Cuando acepta tener una relación a larga distancia, es un compromiso (a veces implícito) continuar la relación a pesar de la distancia geográfica. Antes de decidirse a probar la larga distancia, una hazaña que ha destruido muchas relaciones, es importante reflexionar sobre lo que significa y lo que implicaría. Aquí hay varias preguntas que puede hacerse:

  • ¿Quieres hacer larga distancia?
  • ¿Vale la pena esperar por tu pareja?
  • ¿Cuál es el objetivo final de la relación?
  • ¿Tu pareja siente lo mismo que tú?
  • ¿Existe una fecha de finalización para la larga distancia?
  • ¿Se sentirá la larga distancia como una auto-traición?
  • ¿Qué está motivando la decisión de volverse de larga distancia? ¿Lo impulsa el deseo de mantener la relación o la renuencia a estar soltero?

Las relaciones a larga distancia son conocidas por fracasar. ¿Por qué? Aunque cada dinámica de relación es diferente, estos son los obstáculos más comunes que surgen:

  • La distancia emocional puede crecer sin que las personas se den cuenta
  • Se vuelve más difícil compartir sus vidas, tanto las cosas grandes como las pequeñas.
  • Los eventos y las vacaciones se sienten solos
  • No se satisfacen las necesidades (por ejemplo, contacto físico, tiempo de calidad)
  • La tristeza se vuelve abrumadora
  • Los celos y las inseguridades se instalan
  • Las peleas se posponen o se ignoran
  • Se crea más espacio para la falta de comunicación (mensajes de texto, fotos publicadas, llamadas telefónicas rápidas, etc.)

La lista es intimidante. Pero si eres alguien que está a punto de hacer una relación a larga distancia o estás luchando por tener una relación a larga distancia, aquí tienes seis consejos:

Vive la vida. Las relaciones son geniales, pero también pueden ser una distracción.

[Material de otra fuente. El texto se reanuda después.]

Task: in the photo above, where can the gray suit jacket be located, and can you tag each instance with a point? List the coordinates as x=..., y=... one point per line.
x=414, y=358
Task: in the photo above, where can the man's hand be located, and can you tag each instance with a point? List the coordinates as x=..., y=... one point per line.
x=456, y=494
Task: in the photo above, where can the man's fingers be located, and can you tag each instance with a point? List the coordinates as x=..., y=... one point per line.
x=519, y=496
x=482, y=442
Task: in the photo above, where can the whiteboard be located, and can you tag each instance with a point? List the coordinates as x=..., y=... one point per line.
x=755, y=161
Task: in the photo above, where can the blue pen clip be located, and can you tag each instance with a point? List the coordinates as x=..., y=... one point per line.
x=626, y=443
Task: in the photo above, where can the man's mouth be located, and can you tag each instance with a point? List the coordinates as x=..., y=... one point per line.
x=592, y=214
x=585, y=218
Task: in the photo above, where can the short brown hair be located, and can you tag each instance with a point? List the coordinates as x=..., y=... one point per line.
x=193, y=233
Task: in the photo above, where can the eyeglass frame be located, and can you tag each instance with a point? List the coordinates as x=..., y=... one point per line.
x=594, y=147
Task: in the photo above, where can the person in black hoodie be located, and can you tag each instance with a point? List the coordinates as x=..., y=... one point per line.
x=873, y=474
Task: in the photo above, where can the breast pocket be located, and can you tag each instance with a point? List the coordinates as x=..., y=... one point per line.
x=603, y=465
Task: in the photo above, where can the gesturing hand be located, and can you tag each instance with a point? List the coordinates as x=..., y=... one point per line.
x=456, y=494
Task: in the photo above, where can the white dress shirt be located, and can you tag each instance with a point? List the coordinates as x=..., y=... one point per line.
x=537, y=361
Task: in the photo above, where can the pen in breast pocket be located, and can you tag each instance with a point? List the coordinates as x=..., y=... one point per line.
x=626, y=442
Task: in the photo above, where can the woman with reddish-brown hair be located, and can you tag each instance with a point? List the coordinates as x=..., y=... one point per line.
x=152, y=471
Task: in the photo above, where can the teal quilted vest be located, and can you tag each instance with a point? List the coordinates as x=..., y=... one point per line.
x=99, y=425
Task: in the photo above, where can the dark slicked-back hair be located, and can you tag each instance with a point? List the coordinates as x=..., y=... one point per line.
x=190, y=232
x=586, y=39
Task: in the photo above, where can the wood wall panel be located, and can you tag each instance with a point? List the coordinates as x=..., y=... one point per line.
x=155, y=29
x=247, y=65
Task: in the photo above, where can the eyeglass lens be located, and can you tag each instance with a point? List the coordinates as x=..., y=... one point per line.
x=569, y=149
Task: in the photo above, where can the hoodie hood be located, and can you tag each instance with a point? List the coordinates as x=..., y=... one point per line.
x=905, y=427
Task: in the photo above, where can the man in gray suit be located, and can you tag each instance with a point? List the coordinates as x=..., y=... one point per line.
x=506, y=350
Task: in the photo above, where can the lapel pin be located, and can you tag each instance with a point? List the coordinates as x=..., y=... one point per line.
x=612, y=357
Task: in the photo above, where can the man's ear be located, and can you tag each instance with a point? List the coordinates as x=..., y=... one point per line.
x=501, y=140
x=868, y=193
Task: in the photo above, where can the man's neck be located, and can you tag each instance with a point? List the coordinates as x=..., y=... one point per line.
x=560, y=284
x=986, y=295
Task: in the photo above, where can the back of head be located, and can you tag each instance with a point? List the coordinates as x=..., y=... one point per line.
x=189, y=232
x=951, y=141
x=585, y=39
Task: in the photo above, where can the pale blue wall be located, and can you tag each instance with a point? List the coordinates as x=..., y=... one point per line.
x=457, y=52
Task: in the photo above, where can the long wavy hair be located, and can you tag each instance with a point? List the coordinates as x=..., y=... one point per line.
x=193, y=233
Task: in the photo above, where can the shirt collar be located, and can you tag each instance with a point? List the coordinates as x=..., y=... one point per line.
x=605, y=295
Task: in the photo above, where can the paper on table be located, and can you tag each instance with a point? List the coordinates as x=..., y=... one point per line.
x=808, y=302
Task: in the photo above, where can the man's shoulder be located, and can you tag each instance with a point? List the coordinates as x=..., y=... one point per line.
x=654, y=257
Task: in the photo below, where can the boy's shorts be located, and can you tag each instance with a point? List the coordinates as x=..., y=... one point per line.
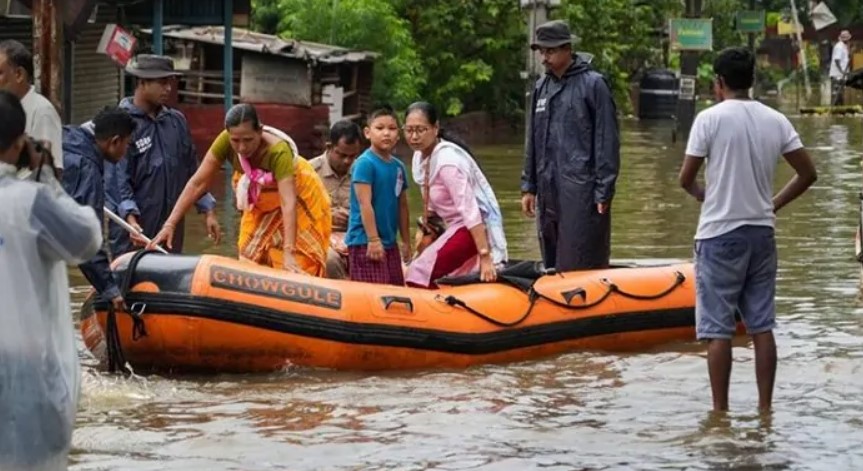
x=735, y=272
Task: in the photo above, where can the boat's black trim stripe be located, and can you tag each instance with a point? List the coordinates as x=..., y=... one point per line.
x=403, y=336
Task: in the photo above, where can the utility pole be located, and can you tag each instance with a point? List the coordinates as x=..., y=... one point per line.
x=688, y=79
x=48, y=50
x=802, y=50
x=537, y=14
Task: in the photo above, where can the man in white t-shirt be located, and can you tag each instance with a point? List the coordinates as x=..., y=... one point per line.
x=735, y=251
x=43, y=121
x=840, y=65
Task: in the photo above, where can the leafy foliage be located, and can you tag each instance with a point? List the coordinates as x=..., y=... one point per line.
x=467, y=55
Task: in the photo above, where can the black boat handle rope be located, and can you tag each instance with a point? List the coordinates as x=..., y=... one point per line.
x=534, y=295
x=454, y=301
x=116, y=359
x=389, y=300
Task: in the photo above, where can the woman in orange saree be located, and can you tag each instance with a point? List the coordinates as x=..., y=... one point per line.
x=286, y=208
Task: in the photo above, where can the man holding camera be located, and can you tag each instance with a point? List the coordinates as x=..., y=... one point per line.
x=85, y=150
x=41, y=229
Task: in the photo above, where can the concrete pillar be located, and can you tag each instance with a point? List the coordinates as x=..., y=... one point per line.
x=48, y=50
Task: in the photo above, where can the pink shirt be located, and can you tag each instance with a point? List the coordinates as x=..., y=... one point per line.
x=452, y=198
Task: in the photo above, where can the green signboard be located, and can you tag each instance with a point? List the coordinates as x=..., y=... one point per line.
x=750, y=21
x=691, y=34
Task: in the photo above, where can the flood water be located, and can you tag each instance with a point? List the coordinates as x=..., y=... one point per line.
x=577, y=411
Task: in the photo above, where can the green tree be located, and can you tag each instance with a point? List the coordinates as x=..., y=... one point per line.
x=266, y=16
x=473, y=52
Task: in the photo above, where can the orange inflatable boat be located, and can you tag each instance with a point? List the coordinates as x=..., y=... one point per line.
x=216, y=314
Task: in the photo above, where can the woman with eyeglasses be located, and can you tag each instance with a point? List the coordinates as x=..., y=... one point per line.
x=468, y=235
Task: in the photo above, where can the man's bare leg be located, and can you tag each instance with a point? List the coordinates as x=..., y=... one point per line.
x=765, y=368
x=719, y=368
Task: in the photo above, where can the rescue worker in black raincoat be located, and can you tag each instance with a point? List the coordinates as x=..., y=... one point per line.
x=572, y=156
x=146, y=183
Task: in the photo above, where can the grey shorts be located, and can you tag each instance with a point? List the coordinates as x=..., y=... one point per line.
x=735, y=272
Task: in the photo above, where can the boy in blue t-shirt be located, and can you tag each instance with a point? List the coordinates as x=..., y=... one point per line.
x=379, y=206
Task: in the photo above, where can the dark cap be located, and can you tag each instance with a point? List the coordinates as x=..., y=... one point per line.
x=149, y=66
x=552, y=34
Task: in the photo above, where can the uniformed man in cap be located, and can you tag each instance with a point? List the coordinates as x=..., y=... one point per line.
x=572, y=156
x=146, y=183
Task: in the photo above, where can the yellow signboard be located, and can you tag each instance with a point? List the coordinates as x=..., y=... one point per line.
x=783, y=27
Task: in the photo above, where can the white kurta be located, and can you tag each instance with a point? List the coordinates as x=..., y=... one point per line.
x=41, y=229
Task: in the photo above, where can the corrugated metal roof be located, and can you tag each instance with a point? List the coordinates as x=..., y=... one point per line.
x=268, y=44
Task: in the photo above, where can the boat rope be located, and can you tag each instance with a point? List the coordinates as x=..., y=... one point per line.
x=454, y=301
x=116, y=359
x=533, y=295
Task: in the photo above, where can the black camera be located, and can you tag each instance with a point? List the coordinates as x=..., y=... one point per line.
x=24, y=157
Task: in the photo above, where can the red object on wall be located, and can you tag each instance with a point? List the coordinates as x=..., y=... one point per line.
x=117, y=43
x=306, y=126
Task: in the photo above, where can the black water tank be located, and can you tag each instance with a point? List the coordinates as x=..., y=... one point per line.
x=657, y=96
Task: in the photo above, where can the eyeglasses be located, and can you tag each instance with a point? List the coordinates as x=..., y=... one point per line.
x=419, y=130
x=548, y=51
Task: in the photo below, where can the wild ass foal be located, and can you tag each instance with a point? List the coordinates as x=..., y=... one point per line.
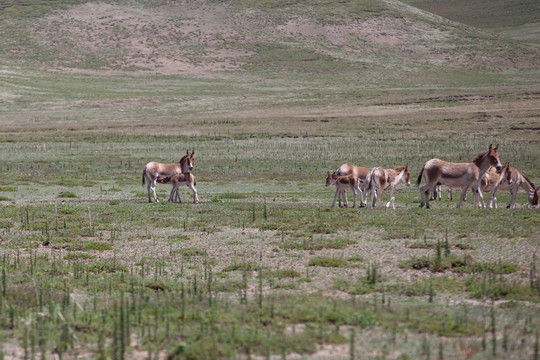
x=362, y=174
x=387, y=179
x=342, y=184
x=515, y=181
x=462, y=175
x=187, y=179
x=491, y=180
x=154, y=170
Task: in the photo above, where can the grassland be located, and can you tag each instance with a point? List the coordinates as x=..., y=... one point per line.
x=262, y=267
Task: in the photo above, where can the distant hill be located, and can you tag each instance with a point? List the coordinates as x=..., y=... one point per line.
x=370, y=41
x=517, y=18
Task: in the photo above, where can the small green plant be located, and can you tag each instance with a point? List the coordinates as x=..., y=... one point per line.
x=327, y=262
x=78, y=256
x=188, y=252
x=105, y=267
x=66, y=194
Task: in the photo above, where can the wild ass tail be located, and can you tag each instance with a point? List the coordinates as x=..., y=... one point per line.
x=419, y=180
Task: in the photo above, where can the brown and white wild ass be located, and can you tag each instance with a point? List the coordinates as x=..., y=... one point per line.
x=361, y=173
x=451, y=174
x=154, y=170
x=187, y=179
x=491, y=180
x=387, y=179
x=343, y=183
x=517, y=180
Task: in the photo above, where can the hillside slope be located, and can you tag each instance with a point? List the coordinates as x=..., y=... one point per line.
x=372, y=41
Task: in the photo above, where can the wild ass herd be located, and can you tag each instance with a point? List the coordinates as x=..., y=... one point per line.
x=484, y=173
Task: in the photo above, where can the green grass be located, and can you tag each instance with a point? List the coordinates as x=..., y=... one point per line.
x=262, y=266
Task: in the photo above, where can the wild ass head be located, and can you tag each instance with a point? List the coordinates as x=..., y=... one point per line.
x=493, y=157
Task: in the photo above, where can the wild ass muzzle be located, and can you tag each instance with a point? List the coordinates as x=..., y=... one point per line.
x=362, y=174
x=342, y=184
x=387, y=179
x=154, y=170
x=187, y=179
x=462, y=175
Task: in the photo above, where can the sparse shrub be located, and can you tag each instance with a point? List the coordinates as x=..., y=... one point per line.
x=242, y=267
x=67, y=194
x=188, y=252
x=79, y=256
x=285, y=273
x=327, y=262
x=104, y=267
x=90, y=246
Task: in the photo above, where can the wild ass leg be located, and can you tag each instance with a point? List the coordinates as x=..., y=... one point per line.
x=512, y=203
x=463, y=195
x=195, y=197
x=478, y=193
x=338, y=192
x=152, y=186
x=345, y=202
x=373, y=196
x=177, y=196
x=391, y=199
x=424, y=195
x=173, y=192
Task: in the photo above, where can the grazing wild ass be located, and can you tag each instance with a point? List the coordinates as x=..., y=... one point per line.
x=464, y=175
x=387, y=179
x=154, y=170
x=362, y=174
x=187, y=179
x=517, y=180
x=491, y=180
x=343, y=183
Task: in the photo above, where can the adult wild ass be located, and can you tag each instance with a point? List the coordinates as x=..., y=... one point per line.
x=362, y=174
x=387, y=179
x=518, y=180
x=491, y=180
x=187, y=179
x=154, y=170
x=343, y=183
x=463, y=175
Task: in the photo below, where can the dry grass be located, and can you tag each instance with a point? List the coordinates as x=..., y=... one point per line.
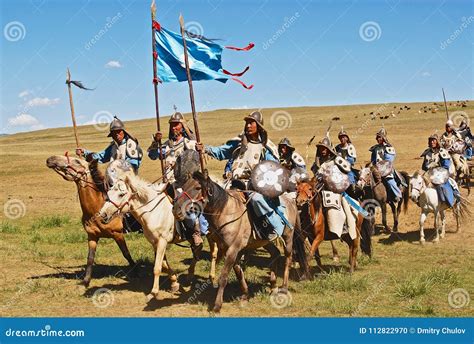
x=43, y=253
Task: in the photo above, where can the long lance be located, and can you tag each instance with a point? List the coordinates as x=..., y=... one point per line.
x=68, y=82
x=191, y=93
x=155, y=86
x=445, y=104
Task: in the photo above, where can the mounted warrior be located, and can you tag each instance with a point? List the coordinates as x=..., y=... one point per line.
x=340, y=209
x=246, y=151
x=453, y=142
x=383, y=156
x=180, y=139
x=436, y=157
x=124, y=146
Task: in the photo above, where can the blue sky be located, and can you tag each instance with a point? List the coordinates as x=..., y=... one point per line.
x=307, y=53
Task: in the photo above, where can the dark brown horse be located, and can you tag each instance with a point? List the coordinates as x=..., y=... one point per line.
x=375, y=194
x=226, y=211
x=91, y=190
x=315, y=223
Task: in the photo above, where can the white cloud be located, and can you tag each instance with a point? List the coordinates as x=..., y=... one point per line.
x=42, y=102
x=24, y=94
x=23, y=120
x=113, y=64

La larga distancia puede ofrecernos algo de tiempo y espacio extra para que nos enfoquemos realmente en los proyectos, el trabajo, el crecimiento personal y la expansión de nuestros círculos sociales. En lugar de ver el tiempo separados como “desperdiciado”, podemos verlo como un tiempo para realmente concentrarnos en nosotros mismos. Es importante recordar que tu vida no está en pausa.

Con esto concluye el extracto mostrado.